Table 3: Total Average Reward and Standard Deviation Comparison
Task	KPPO Average	PPO Average	DDPG Average	KPPO Std Dev	PPO Std Dev	DDPG Std Dev
Height Control	-1322.185	-3472.665	-364.295	4031.546	11.052	0.647
Multi-Target Tracking	-3542.908	-3577.797	-432.059	11.771	143.894	6.944
Speed Control	8879.512	3242.066	1504.431	11845.580	8519.012	3671.278
Hover Task	-90.670	-255.520	-320.119	1764.684	686.389	27.569
Tracking Task	-478.866	-481.655	-497.700	220.065	218.798	8.875

Trajectory analysis further validates KPPO’s effectiveness. In tasks like speed control and hovering, the quadrotor under KPPO control quickly converges to the target within tolerance bounds, ending episodes early. For instance, in hovering, KPPO achieves the goal fastest, while DDPG and PPO show similar, slower convergence. In height control, multi-target tracking, and single-target tracking, the quadrotor fails to reach the target within 400,000 steps, but KPPO’s trajectories exhibit reduced dispersion and faster stabilization compared to PPO and DDPG. The 3D trajectory plots, though overlapping, reveal that KPPO enables more efficient exploration and quicker entry into stable states. This is attributed to the threshold-triggered KL divergence, which balances exploration and exploitation, and the L2 regularization that prevents parameter divergence.
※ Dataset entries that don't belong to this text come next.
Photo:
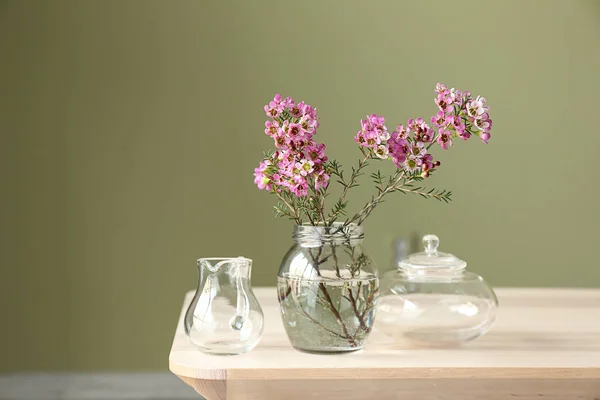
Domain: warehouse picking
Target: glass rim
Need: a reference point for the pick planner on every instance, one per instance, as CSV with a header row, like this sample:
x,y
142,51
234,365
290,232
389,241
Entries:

In conclusion, our KPPO algorithm significantly enhances quadrotor flight control by integrating a composite regularization mechanism. The threshold-triggered KL divergence penalty constrains policy updates to avoid instability, while the L2 regularization term improves parameter robustness. Physical simulations across five tasks confirm that KPPO achieves faster convergence, higher task completion rates, and better adaptation to complex environments than PPO and DDPG. For future work, we plan to incorporate prioritized experience replay to boost sample efficiency and employ TD(λ) methods for more stable reward estimation. These improvements will further solidify KPPO’s applicability in real-world quadrotor operations, advancing autonomous control in dynamic scenarios.